1. **Unit Normalization**: We demonstrated min-max scaling and z-score standardization to handle measurements with different units and scales
2. **Time Alignment**: We aligned timestamps to a common reference point to enable comparison across patients
3. **Resampling**: We converted irregular time series to regular intervals using interpolation
4. **Windowing**: We created overlapping time windows and extracted statistical features for analysis

These techniques are fundamental for preparing longitudinal medical data for integration, analysis, and machine learning applications.

## Exercise

Using the techniques learned in this notebook, complete the following tasks:

1. **Generate new synthetic data**: Create longitudinal data for 5 patients over 60 days with measurements including heart rate, blood pressure, temperature, and glucose levels (mg/dL with values around 100±20).

2. **Apply different normalization techniques**: Compare the results of min-max normalization, z-score standardization, and robust scaling (using `RobustScaler` from sklearn) on your data.

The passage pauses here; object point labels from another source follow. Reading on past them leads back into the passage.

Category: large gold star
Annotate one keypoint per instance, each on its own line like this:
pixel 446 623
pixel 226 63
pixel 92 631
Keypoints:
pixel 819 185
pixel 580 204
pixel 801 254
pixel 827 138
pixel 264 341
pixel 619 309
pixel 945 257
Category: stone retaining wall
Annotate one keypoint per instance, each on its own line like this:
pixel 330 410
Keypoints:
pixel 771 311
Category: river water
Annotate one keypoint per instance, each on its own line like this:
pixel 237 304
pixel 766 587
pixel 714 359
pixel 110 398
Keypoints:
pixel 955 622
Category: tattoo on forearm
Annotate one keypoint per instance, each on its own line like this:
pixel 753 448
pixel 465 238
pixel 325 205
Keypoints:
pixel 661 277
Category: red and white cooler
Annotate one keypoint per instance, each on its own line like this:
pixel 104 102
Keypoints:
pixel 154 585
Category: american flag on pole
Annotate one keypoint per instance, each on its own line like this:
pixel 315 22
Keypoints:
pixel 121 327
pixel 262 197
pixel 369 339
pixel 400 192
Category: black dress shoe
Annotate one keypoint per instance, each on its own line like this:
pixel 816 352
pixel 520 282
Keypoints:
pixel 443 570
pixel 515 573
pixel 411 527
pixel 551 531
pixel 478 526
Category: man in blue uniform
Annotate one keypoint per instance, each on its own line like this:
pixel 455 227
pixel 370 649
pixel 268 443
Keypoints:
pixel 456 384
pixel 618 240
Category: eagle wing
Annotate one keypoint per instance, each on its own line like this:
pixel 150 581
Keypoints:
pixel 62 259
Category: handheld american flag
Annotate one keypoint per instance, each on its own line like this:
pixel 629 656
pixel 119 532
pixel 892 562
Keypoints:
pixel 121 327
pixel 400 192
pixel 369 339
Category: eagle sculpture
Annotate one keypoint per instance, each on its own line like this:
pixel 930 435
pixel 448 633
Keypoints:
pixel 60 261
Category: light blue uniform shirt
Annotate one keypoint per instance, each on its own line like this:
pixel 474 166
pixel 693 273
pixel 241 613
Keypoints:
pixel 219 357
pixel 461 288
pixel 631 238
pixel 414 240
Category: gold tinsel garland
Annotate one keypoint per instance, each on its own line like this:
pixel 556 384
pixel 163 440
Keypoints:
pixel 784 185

3. **Experiment with resampling**: Try different resampling frequencies (2H, 12H, 24H) and interpolation methods ('linear', 'cubic', 'nearest'). Visualize the differences.

4. **Custom windowing**: Create a windowing function that extracts additional features such as slope (trend), area under the curve, and peak detection for each window.

5. **Pipeline evaluation**: Create a function that evaluates the quality of your preprocessing pipeline by calculating metrics such as data coverage (percentage of time with data), interpolation error, and feature correlation before and after processing.

Submit your solution showing the preprocessed data characteristics, visualizations comparing different approaches, and your evaluation metrics.